The seven days of creation have been the subject of an ongoing discussion in the attempt to reconcile Torah and science. The Torah’s account of the seven days of creation seems to clearly contradict the multi-billion year time frame that scientists have developed for Earth's and the universe's creation. However, Rambam and others Jewish scholars would argue that there can be no contradiction between science and Torah. Therefore, the fault does not necessarily lie in science or Torah, but rather in our understanding of the two. Many explanations have been given as to how we could better understand the interplay between science and the world’s creation.
One such popular attempt argues that the “days” of creation mentioned in the Torah are not the 24 hour periods we use to measure days, but are rather large time periods of Earth's early development. According to this opinion, the Torah is actually detailing the progression of God’s development of the universe rather than the time frame for its development.
This argument’s central point uses the following logic: why would God create the universe over a set period of time instead of instantaneously creating it? Because God is extra-temporal, the creation of the universe over time has no meaning. Furthermore, even if God did decide to develop Earth over a period of time, the measurement of time in a pre-universe period would be impossible as time’s measurement requires a frame of reference. On top of that, until the sun was created on the fourth “day,” our modern understanding of time had no meaning. Using this logic, one can argue that if Hashem decided to let the world develop naturally rather than spontaneously, it would be nonsensical to then set the naturally developing world to time constraints such as those set by a 7 day schedule. This, of course, would make sense only if it were even possible to measure that time in the first place.
Other opinions take a more literal interpretation of the Jewish calendar, maintaining both that it has been 5776 years since creation and that the universe was created in both 7 days and billions of years. Assuming for a moment that the Big Bang was the same act of creation discussed in BeReishit 1:1, it is possible to suggest that relativity of time was possible by using the center of the Big Bang as a point of reference. Scientifically, however, the universe is not expanding from a central point of origin, but expanding uniformly. As such, there is no true “center” to the universe. Everything, from every point, is expanding at an equal pace. While there are approaches that effectively deal with this issue, some of which have calculations that roughly coincide with scientific findings, many would argue that they rely primarily on a conglomeration of opinions that were not necessarily meant to be used in mathematical calculations.
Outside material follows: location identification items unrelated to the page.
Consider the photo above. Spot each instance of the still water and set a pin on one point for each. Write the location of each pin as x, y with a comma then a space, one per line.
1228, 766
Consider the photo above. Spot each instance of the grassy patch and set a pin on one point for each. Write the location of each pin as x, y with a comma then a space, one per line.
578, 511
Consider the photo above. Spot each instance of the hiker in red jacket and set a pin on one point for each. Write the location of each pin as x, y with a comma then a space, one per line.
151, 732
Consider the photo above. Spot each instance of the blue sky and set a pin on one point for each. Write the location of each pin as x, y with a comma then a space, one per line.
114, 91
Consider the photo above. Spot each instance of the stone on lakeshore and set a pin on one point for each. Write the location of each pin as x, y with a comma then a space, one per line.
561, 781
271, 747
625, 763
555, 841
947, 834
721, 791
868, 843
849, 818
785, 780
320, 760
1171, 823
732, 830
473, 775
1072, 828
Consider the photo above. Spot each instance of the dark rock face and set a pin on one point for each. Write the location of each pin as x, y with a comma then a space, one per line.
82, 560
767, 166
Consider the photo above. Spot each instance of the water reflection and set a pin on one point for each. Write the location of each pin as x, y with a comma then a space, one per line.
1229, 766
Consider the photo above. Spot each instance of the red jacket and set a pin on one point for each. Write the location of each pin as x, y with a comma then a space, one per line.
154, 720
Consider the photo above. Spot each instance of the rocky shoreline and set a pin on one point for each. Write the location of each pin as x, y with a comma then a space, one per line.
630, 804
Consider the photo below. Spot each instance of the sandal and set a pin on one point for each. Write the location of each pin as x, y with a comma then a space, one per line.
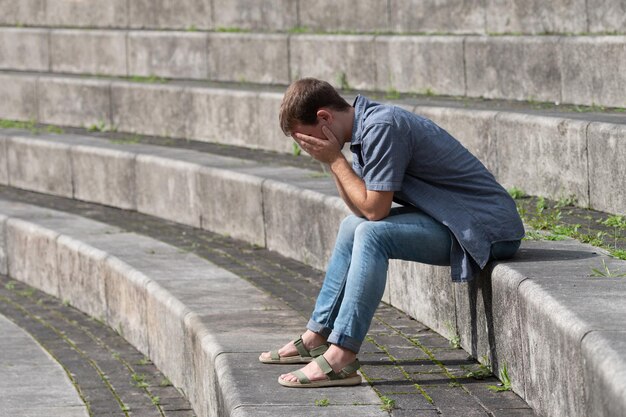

It is important to note that the attempt to reconcile Torah and science is not a new phenomenon tied to modern orthodoxy or the 21st century. Rabbeinu Bachya Ben Asher, a pupil of Rashba, who lived in 13th century Spain, cited Kabbalistic ideas to suggest that the universe is several billion years old and full of history of which we have no knowledge. Rav Yitzchak of Acco, a student of Ramban, determined that the universe is 15.3405 billion years old using calculations from Gemara, Tehillim, and other sources. Whether your preferred interpretations of Torah come from Kabbalah or science, or modern or ancient times, it is clear that there are many conflicting arguments that exist, and many more that have yet to be made. But it is also important to note that BeReishit does not just include the creation of the universe. It also includes the story of Adam and Chavah’s sin (3:6) followed by Kayin’s killing of Hevel (4:8). In a Parashah that juxtaposes god’s greatest act of creation with the horrific acts of humanity which followed, perhaps we should bear in mind that regardless of our disagreements over points of Halachah or philosophy, we as a community have two paths before us – either we can repeat the mistake of Kayin and corrupt God's gift of creation through strife and discord, or we could learn from our predecessors' mistakes and utilize God's gifts.